Chapter 1 Flashcards
If there are p variables, how many pairwise scatterplots can be produced? How implications does this have?(1)
p*(p-1)/2
Means scatterplots arent best for large p.
Heat maps can be used if data is not categorical as a replacement with yellow and white indication higher values and reds and oranges for lower values.
What does covariance indicate?(1)
Positive indicates that one variables value larger (or smaller) from its mean generally means larger or smaller for the other variable. Conversely, negative covariance indicates larger values than mean will produce smaller in the other variable (and vice versa).
Note 1/n-1 in the formula gives an unbiased estimate.
What is the sample mean vector of the data matrix X?(1)
1/nX^T1n
What does pre or post multiplying by a vector of ones do?(1)
Has the effect of calculating the column sums or row sums respectively.
What is the identity mstrix?
Zeros everywhere 1 diagonals.
What is the centering matrix (Hn)? What does this do?(2)
In-1/n1n^T1n.
Pre-multiplying X by the centering matrix Hn has the effect of subtracting the appropriate sample mean from each element. Therefore the centred data matrix has a sample mean vector of 0.
What lis the sample covariance matrix of the data matrix X?(1)
(1/n-1)X^THn*X
NEED TO LEARN PROOF!!
Note that is a symmetric and semi-positive definite-learn proof.

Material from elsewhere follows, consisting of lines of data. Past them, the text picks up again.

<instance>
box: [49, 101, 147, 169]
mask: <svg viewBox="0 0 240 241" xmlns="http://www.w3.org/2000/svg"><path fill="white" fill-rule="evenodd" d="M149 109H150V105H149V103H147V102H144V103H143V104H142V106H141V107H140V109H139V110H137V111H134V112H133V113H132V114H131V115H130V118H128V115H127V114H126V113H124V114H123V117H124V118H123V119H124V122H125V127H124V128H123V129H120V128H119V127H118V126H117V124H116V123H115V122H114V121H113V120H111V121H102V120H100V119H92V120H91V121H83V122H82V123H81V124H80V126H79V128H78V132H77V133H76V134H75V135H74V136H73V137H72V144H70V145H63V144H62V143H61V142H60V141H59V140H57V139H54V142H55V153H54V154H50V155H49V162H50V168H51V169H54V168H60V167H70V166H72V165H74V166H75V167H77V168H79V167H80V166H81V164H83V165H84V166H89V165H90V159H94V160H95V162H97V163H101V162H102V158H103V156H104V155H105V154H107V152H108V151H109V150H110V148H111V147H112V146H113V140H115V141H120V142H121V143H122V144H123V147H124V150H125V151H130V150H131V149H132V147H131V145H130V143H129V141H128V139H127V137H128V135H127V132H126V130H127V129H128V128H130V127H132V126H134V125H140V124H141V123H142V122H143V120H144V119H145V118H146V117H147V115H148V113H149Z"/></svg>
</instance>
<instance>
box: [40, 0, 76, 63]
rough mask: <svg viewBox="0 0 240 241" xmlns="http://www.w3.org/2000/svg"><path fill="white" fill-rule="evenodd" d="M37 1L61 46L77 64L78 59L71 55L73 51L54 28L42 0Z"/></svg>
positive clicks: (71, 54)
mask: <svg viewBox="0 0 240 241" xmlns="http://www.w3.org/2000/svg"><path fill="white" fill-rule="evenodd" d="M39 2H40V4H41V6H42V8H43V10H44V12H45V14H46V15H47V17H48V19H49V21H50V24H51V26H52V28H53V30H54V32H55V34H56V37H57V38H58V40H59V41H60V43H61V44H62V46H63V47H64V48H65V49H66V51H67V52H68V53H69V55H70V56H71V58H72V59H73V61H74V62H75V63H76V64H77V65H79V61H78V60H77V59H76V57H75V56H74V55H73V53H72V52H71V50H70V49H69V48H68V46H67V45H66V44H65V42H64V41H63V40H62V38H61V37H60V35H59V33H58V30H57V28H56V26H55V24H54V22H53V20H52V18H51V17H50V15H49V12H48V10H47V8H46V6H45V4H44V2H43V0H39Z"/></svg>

What are 2 properties of the centering matrix?(2)
LEARN PROOFS
Symmetric Hn^T=Hn
and idempotent Hn^2=Hn (Idempotence means that multiple applications of a particular operation do not change the result. In other words, if we try to center the
centering matrix we are left with the centering matrix.)
Calculated rij for correlation matrix.(1)
rij = sij/sisj
where si = √sii is the sample standard deviation of the ith variable.
What does R = Ip mean?(1)
Variables are uncorrelated as correlation matrix shows variables only correlate with one another.
How would you calculate the sample correlation matrix R from sample covariance matrix S?(1)
D^-1SD^-1.
Where D is diagonal matrix with standard deviations of the variables.
Thud R is positive semi-definite from S also being psd.
What are 2 single measures of multivariate scatter?(2)
Generalised variance=Det(S)
Total variation=Tr(S) (sum of diagonals of S)
What is a linear functional?(1)
q=1 for transformation f(x)=a^Tx where a is a vector length p Rp–>R
What is an affine transformation?(1)
Linear transformation combined with a shift in location
Rp–>Rqbf(x)=Ax+b for A qxp b vector length b.
What is a 2d projection?(1)
A linear transformation of x y=AX where A=(ej^T,ek^T)^T and ej is the length-p vector with 1 in element j and 0 everywhere else
-A selection of a pair of variables for a scatterplot matrix plot.